Compensatory Branching Morphogenesis in the Drosophila Tracheal System
Target of Rapamycin
Compensatory Branching Morphogenesis in the Drosophila Tracheal System Deanne Francis Amin Ghabrial Most organs and glands are composed of interconnected networks of tubes. Tubes carryout many important functions throughout the body, such as homeostasis, nutrient and oxygen transport. Surprisingly, given the importance of interconnected tubular networks, how connections between different tubes are maintained remains undetermined. To address this question we used the Drosophila tracheal system as a model to study tube connectivity. The Drosophila trachea is composed of multi-cellular, auto-cellular and seamless tubes. Multi-cellular tubes are composed of multiple interconnected cells, auto-cellular tubes form by wrapping and membrane self-adhesion, while seamless tubes form entirely intracellularly. In all epithelial tube types, the cell apical domain faces the lumen.

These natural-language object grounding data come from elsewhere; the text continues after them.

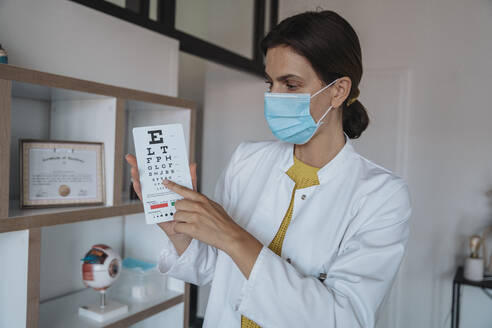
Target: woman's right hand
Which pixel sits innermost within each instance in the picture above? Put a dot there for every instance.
(168, 226)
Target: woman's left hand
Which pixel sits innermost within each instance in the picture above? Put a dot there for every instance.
(201, 218)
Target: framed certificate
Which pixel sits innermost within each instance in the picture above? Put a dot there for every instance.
(59, 173)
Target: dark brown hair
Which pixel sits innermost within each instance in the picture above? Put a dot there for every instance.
(332, 47)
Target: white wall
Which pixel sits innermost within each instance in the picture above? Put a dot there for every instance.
(60, 36)
(445, 47)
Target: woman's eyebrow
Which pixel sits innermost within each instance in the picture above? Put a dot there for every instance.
(283, 77)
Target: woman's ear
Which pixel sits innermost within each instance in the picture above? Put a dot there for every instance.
(341, 90)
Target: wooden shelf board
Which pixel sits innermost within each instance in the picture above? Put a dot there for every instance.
(62, 312)
(21, 219)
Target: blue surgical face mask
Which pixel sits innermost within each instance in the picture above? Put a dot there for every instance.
(289, 117)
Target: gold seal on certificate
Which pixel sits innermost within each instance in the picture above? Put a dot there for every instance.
(58, 173)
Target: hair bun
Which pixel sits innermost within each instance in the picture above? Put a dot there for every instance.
(355, 119)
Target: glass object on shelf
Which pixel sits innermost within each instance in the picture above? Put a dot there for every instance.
(153, 9)
(119, 3)
(227, 24)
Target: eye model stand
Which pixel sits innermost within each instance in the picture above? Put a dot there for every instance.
(100, 268)
(105, 311)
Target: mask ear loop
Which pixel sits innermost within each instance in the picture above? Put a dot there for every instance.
(328, 110)
(322, 89)
(322, 117)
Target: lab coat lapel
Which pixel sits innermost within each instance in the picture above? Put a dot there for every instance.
(274, 200)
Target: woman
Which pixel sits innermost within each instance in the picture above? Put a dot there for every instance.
(303, 232)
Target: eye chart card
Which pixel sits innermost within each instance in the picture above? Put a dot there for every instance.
(161, 154)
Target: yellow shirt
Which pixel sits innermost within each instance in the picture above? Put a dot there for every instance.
(304, 176)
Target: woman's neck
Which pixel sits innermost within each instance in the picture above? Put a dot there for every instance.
(322, 148)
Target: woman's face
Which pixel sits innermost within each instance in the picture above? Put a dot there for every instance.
(287, 71)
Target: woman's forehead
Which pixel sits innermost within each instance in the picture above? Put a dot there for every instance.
(283, 60)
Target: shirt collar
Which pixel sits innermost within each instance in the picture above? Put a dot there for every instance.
(325, 173)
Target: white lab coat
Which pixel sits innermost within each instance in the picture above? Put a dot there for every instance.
(353, 227)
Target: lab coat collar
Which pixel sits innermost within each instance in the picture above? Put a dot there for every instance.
(326, 172)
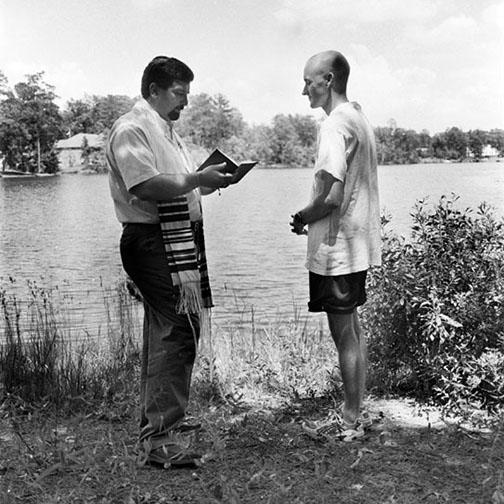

In this work, I focused on the connection between the auto-cellular tube in the stalk cell and the seamless tube in the highly branched terminal cell. Taking a forward genetic approach, I analyzed three mutants that perturb connectivity: oak gall (okg), conjoined (cnj) and disjointed (dsj). The connectivity defects resulted from branching and invasion of WT stalk cells into mutant terminal cells. To determine the mechanisms that induce branching of WT stalk cells we mapped the mutations. We found that okg and cnj encode two vATPase subunits and dsj encodes an Archease. Terminal cells deficient for vATPase activity mis-localize apical proteins and stall apical membrane growth, which stimulates compensatory stalk cell hypertrophy and branching. While dsj, okg and cnj terminal cells shared terminal cell pruning defects were genetically downstream of the Target of Rapamycin (Tor) pathway, the compensatory branching of WT stalk cells adjacent to dsj terminal cell was independent of apical polarity. Additionally, we found that terminal cell injury induced adjacent stalk cell compensatory branching and stalk cells next to injured and genetically compromised terminal cells activate Jun Kinase and endoreplicate during invasion. Finally, inactivation of the Hippo growth pathway in stalk cells is sufficient to induce hypertrophy and branching. We conclude that genetically compromised or injured terminal cells activate hypertrophy and branching in a neighboring stalk cell.